Pico got his start working with athletes while he was a student at Washburn University School of Law, where he coached football in addition to juggling his studies with the demands of being a young husband and father of four.

“I look back on that and it was a great time, but it was also a tough time,” he said.

After graduation, he worked for the NCAA and the Kansas City Chiefs before moving on to the Vikings, where, along with his other duties, he has implemented a number of educational programs and internships to help players prepare for life after football. Since the average length of an NFL career is just shy of four years, cultivating secondary marketable skills is a very real concern for most athletes.

“I always tell the guys you have to begin with the end in mind,” Pico said. “I want them thinking from the day they hit the door about life after football. I’m on them – I say that if football defines who they are as a man, there are going to be a lot of disappointments in their life outside of football. But we’re trying to bring guys in that are good character guys both on and off the field.”

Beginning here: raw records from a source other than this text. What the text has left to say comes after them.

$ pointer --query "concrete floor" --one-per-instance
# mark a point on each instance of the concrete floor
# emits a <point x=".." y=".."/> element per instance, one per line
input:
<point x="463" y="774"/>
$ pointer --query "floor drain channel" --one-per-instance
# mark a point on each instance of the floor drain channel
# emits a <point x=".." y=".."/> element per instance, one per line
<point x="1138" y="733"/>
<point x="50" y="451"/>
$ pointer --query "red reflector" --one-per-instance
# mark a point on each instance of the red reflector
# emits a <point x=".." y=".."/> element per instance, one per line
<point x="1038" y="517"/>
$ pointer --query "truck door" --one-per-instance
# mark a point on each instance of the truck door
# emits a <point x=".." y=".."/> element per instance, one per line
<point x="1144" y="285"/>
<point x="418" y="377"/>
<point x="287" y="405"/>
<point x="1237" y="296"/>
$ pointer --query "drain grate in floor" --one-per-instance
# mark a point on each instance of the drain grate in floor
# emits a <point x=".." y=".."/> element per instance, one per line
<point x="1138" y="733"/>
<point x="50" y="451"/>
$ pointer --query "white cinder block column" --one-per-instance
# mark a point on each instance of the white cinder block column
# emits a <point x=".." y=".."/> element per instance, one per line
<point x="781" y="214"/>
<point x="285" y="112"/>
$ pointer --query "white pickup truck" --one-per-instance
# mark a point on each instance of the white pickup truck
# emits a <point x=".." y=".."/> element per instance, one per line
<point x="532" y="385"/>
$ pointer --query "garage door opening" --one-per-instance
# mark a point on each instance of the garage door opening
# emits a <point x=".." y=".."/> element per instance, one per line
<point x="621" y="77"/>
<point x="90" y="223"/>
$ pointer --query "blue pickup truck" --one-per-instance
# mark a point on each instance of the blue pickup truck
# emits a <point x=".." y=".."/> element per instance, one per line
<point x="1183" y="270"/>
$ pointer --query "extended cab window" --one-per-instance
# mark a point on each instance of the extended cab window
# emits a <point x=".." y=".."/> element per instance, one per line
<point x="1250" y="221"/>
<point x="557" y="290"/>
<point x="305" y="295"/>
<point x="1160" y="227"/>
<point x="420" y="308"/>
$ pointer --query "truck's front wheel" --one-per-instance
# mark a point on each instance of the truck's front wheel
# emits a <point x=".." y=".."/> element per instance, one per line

In addition to their skills on offense or defense, when Pico interviews potential players, the question of character is paramount. He looks closely at a player’s experience in college: Was he timely getting to class? Was he accountable? Was he active in the community? Did he have off-the-field issues or positive drug tests? Did he work well with teammates? Was he respectful to coaches? In general, Pico said he finds himself working with a lot of “awesome” young men – which is the opposite of what most people see in the media, he added, where professional athletes’ personal conduct regularly makes headlines.

“They are great young guys,” Pico said. “I think the media tends to focus on the negative, but I can’t say enough about the quality and character of the young men that we bring in.”

Though Pico now serves as a role model to many young football players, some of his early mentors included his professors at Washburn University School of Law, including Nancy Maxwell, Ron Griffin, Dennis Carroll, and Ray Spring, ba ’57, jd ’59. Pico’s law degree serves him well in his current position, allowing him to help players find quality legal representation and navigate tricky contractual or business situations. He credits his time at Washburn with helping him grow as a person, and he is now able to pass that same wisdom and guidance on to young players in the NFL.

“I absolutely loved my experience at Washburn,” Pico said. “There were faculty members who touched my life – they were so willing to go above and beyond and help me grow professionally. In every aspect of my life, I grew – and I had some growing to do. I was trying to be a good father, a good husband, and a good student, and I had great people around to help me.”